Active Capital Recycling and Strategic Acquisitions
DXI has continued to optimise its portfolio through capital recycling, notably completing the divestment of Brisbane Technology Park for $155 million in late 2025. Proceeds from this sale have been redeployed into four acquisitions across Sydney and Melbourne’s supply-constrained industrial markets, including the full acquisition of a Moorebank asset for $49.6 million, increasing Sydney exposure from 6% to 10% of the portfolio.
These acquisitions are positioned for value enhancement through active asset management and leasing upside, reflecting DXI’s strategy to invest in urban infill locations with strong growth prospects. The portfolio is now diversified across key states, with Victoria and New South Wales comprising over half the portfolio value.
Development Pipeline Driving Future Growth
DXI’s $225 million development pipeline, primarily centred on the ASCEND precinct at Jandakot, Western Australia, remains a key growth driver. With 77% of committed developments pre-leased, the pipeline is on track to deliver an average yield on cost of 6.6%, exceeding the 6.25% target. Recent completions have achieved yields above 6%, demonstrating the strength of development economics despite broader market challenges.
The pipeline includes a mix of speculative and pre-committed projects, with a total of approximately 241,000 square metres planned through to 2030. This development momentum supports DXI’s long-term income growth and capital appreciation objectives.
Balance Sheet Strength and Sustainability Focus
DXI’s balance sheet remains robust, with look-through gearing reduced to 26.2%, comfortably below the target range of 30-40%. The REIT has extended its debt maturity profile to an average of 3.8 years, with no maturities until December 2027, and refinanced approximately $150 million of facilities at competitive rates, enhancing financial flexibility.

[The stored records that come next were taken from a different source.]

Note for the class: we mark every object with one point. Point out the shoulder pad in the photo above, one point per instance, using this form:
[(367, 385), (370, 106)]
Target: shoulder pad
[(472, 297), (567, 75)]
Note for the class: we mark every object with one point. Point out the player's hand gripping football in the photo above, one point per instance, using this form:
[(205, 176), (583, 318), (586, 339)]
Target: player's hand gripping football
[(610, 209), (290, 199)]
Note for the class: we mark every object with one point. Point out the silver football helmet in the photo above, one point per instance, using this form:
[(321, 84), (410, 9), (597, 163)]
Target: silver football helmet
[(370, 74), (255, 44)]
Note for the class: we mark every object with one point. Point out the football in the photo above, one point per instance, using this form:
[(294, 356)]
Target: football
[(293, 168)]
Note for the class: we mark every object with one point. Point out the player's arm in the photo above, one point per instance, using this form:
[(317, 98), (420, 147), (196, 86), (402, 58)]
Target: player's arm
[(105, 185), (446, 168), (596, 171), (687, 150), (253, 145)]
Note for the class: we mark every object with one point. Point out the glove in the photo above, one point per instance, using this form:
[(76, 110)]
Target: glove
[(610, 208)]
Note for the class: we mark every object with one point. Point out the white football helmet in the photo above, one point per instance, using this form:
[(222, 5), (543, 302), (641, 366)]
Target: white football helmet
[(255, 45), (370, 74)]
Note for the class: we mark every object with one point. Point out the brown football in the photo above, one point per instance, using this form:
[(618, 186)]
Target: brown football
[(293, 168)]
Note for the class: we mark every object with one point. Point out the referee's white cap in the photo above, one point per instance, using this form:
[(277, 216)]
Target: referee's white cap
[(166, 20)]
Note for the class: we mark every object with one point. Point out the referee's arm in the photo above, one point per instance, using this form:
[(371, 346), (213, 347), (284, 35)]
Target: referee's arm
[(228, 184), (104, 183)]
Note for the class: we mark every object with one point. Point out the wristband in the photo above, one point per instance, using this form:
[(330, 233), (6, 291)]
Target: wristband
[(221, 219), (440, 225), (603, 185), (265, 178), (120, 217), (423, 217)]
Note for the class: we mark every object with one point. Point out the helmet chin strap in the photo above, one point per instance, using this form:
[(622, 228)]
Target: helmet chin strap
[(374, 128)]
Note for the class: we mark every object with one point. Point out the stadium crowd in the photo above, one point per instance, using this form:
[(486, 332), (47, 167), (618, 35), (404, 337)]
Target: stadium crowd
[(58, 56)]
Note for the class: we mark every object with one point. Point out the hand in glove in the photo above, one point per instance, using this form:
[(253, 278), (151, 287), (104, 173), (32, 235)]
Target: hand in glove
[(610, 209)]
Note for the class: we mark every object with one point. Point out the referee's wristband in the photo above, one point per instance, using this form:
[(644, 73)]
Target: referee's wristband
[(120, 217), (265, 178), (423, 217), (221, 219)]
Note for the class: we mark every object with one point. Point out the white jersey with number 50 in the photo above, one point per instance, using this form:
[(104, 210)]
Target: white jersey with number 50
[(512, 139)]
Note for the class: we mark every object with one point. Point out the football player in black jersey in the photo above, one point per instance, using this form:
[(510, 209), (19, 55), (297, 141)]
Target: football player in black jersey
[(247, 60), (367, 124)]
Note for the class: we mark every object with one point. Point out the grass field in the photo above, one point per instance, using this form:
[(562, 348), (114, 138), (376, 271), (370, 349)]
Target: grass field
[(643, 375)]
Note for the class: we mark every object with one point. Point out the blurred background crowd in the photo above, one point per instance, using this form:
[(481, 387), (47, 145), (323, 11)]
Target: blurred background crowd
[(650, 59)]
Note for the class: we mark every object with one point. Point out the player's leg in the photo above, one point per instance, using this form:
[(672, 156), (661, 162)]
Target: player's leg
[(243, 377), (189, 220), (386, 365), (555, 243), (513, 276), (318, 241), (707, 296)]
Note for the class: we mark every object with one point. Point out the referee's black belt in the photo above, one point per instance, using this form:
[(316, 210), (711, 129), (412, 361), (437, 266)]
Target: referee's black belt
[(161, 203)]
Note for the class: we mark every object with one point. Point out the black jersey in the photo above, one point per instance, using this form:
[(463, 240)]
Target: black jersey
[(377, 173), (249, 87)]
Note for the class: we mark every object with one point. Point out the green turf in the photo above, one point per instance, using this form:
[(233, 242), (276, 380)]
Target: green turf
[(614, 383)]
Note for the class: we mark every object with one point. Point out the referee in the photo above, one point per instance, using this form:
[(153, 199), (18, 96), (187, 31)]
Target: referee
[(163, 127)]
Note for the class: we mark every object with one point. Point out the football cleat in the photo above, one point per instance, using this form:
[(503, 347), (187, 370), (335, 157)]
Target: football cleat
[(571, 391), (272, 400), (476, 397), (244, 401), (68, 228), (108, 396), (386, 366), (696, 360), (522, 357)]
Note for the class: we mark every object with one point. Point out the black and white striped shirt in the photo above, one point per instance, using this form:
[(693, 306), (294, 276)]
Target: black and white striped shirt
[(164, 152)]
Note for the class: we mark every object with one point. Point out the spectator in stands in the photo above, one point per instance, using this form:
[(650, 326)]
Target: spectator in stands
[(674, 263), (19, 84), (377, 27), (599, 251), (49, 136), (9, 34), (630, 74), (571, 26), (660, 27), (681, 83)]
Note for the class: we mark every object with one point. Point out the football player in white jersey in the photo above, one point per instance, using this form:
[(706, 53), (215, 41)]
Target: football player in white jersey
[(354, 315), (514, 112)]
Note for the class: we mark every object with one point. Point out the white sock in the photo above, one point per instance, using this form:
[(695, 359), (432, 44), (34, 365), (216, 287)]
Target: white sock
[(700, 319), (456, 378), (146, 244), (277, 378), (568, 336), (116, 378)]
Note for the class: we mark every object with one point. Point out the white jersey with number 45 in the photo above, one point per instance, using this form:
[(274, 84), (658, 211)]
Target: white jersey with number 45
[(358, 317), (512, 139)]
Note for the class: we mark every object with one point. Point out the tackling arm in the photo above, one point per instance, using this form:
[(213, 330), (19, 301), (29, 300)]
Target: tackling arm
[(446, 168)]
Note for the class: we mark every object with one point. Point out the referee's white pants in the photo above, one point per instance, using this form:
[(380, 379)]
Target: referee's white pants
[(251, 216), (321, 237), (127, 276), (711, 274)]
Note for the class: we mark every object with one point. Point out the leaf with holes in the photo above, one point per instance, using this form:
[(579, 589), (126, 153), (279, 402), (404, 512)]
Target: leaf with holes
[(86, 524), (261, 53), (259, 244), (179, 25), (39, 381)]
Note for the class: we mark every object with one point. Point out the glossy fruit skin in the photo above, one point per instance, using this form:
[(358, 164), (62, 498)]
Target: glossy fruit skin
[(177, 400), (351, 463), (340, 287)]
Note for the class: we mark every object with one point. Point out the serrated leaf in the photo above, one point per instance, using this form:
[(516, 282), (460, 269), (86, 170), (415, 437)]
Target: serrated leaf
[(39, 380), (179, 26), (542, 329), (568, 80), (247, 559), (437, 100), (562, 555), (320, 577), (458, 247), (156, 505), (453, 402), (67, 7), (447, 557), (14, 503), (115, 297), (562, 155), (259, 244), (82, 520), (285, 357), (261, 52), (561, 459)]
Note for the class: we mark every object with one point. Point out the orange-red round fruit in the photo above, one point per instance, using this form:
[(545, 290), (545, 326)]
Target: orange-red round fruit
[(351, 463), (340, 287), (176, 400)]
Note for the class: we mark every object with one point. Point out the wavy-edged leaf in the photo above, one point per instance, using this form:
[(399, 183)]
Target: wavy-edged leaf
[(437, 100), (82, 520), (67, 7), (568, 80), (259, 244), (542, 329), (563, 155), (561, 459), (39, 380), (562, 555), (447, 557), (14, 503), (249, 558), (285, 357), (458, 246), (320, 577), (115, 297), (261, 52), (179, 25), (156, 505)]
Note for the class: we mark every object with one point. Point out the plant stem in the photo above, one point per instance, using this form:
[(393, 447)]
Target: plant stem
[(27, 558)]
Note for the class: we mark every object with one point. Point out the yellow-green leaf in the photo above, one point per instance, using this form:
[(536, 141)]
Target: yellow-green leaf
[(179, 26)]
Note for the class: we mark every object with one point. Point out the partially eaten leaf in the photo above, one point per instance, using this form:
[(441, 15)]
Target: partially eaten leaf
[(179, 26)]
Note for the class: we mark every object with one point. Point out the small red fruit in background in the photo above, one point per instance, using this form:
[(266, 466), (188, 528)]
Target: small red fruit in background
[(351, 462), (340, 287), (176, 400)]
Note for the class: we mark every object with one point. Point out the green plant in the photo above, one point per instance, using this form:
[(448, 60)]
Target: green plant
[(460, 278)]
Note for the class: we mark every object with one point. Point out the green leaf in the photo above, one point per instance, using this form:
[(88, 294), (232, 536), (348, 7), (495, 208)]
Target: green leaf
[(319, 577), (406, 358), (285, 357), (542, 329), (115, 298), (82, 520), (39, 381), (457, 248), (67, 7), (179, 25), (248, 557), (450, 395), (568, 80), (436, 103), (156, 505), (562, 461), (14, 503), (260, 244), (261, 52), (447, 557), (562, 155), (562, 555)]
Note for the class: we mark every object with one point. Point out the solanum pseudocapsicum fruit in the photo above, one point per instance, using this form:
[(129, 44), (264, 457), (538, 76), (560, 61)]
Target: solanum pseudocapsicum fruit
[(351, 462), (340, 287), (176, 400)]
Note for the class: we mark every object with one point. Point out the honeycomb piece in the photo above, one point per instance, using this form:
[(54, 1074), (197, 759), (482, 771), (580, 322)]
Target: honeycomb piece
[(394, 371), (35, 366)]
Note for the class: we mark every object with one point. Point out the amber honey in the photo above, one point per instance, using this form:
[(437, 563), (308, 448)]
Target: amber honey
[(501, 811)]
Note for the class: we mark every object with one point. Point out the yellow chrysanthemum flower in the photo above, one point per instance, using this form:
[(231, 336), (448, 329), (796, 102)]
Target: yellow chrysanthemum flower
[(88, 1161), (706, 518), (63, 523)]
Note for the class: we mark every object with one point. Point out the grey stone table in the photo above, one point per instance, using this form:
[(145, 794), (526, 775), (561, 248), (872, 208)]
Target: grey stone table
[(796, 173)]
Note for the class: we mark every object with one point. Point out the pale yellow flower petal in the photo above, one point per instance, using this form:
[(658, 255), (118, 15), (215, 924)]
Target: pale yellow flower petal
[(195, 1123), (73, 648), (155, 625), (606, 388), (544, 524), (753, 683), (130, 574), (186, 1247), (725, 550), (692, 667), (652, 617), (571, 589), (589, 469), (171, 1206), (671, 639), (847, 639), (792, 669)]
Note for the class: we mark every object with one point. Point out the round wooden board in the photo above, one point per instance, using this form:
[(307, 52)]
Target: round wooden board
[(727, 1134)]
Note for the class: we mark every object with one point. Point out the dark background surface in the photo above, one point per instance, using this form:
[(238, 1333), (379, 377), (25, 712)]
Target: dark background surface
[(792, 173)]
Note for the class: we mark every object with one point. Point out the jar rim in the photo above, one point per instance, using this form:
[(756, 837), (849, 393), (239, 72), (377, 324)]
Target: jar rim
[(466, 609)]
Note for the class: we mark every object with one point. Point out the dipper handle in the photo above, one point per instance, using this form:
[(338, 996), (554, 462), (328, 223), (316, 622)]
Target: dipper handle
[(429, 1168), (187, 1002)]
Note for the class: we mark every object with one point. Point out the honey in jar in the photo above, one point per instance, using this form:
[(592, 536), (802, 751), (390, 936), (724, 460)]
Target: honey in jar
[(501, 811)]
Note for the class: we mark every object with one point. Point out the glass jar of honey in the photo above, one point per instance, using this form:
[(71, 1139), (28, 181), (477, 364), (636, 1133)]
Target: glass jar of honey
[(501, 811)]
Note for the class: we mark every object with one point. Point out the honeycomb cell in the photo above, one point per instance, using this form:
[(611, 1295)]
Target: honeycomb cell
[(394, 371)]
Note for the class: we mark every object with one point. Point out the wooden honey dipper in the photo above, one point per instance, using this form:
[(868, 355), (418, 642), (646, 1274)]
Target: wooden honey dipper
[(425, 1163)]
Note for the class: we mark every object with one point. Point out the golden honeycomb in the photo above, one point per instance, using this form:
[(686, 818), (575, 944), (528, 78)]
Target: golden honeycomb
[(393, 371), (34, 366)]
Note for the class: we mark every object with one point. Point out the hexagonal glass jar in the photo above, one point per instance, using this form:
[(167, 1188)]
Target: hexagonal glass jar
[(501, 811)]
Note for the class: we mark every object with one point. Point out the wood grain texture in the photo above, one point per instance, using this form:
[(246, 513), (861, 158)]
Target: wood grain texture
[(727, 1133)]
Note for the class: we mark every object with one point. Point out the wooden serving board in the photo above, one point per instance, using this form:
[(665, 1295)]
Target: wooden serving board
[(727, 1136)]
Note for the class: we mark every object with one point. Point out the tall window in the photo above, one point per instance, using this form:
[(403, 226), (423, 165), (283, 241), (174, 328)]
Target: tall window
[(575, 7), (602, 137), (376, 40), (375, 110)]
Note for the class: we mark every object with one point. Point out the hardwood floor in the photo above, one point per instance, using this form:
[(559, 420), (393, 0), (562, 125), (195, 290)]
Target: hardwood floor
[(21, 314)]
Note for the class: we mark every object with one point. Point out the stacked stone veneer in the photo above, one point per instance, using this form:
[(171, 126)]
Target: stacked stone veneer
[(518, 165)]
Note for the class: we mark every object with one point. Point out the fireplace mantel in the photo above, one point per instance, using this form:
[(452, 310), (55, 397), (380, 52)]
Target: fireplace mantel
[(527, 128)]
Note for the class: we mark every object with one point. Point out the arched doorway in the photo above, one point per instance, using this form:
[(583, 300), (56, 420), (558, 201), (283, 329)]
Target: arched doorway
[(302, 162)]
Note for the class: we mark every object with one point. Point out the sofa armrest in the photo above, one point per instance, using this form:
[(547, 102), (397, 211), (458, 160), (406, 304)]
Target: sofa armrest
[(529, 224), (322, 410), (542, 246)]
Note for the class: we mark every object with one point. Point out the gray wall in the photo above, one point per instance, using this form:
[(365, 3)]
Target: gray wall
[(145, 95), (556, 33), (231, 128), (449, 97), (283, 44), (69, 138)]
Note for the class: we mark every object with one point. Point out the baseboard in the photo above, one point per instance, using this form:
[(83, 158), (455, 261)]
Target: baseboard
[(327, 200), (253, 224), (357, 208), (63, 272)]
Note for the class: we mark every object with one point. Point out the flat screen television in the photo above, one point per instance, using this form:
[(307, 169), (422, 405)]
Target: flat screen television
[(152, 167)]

On the sustainability front, DXI continues to embed environmental initiatives, including solar installations and circularity in developments, aligning with Dexus’s broader sustainability strategy. These efforts not only reduce environmental impact but also enhance asset resilience and tenant appeal.
Outlook
With strong leasing activity, a disciplined capital management approach, and a well-progressed development pipeline, DXI is well positioned to deliver secure income growth and capital returns. The REIT currently trades at a circa 25.7% discount to net tangible assets, offering an attractive distribution yield of 6.6% based on the latest security price.
Bottom Line?
DXI’s blend of operational strength, strategic acquisitions, and development progress sets the stage for sustained growth amid evolving industrial real estate dynamics.
Questions in the middle?
- How will DXI navigate potential interest rate fluctuations impacting development yields?
- What is the outlook for rental growth in Sydney and Melbourne’s urban infill industrial markets?
- How might sustainability initiatives influence tenant demand and asset valuations going forward?